EPIPACTIS muelleri Godfery Épipactis de Müller
Dans l'Yonne
- Espèce peu commune, pouvant être localement abondante.
- Mode de vie : vivace.
- Période de floraison approximative :
Juin-juillet.
- Habitats variables : Sur sol calcaire plantations claires de hêtres et de charmes, broussailles dans le Chablisien. Sur terrain crayeux pauvre, garennes à genévriers, friches, lisière de bois de pins maigres à Michery.
- Taille : 10 à 15 cm
- Labelle de 12 à 15 mm.
- Feuilles de 5 à 17 cms x 2,5 à 10 cm.
Origine supposée des noms
- générique : nom de plante latinisé par Pline l'Ancien, du grec επιπακτις (epipactis), nom de plante employé par Dioscoride qui correspondarait à celui de l'hellébore, varaire ou vérine car ses feuilles ressemblent à celles du varaire ou de la vérine, c'est-à-dire de l'hellébore blanc (Veratrum album).
- spécifique : orchidée dédiée au botaniste Ferdinand von Müller (1825-1896).
Détails caractéristiques
- Ses rhizomes charnus et rampants développent de nouvelles pousses contrairement à ce qui se disait antérieurement.
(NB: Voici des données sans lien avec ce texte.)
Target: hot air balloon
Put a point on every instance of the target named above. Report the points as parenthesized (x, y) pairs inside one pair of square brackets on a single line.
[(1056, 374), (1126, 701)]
- Ses feuilles alternes sont étroites et à bien prendre en compte pour ne pas la confondre avec E. helleborine qui a des feuilles plus larges et qui fleurit plus longtemps. Elles sont légèrement plissées, plus ou moins incurvées et plus ou moins ondulées sur les bords, lancéolées et à pointe aiguë.
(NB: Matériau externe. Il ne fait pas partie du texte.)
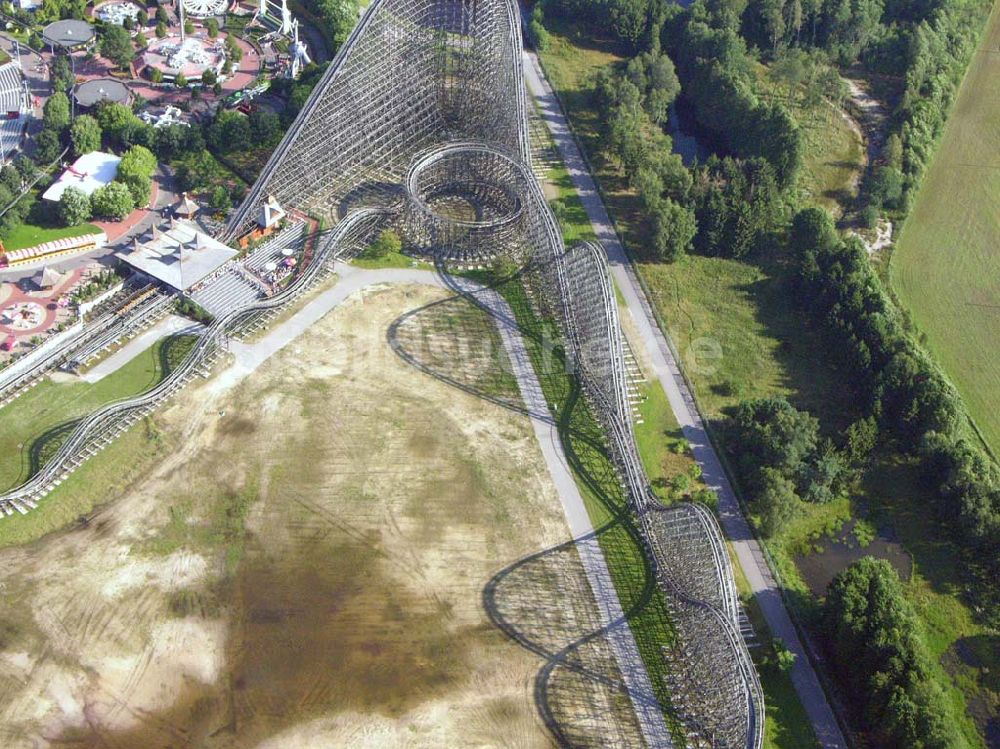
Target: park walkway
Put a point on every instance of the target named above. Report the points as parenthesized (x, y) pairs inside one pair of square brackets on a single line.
[(748, 552)]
- Ses fleurs sont très peu ouvertes et pendent comme des cloches en une inflorescence en grappe.
- Le labelle des fleurs possède un hypochile nectarifère brun rougeâtre et un épichile triangulaire plus large que long à pointe rabattue.

- C'est une orchidée sans rostellum comme l'avait remarqué Masters John Godfery (1856-1945) dans son ouvrage intitulé Monograph & iconograph of native British Orchidace publié en 1933, ce qui favorise son autogamie, ses pollinies pulvérulentes tombant directement sur le stigmate de ses fleurs.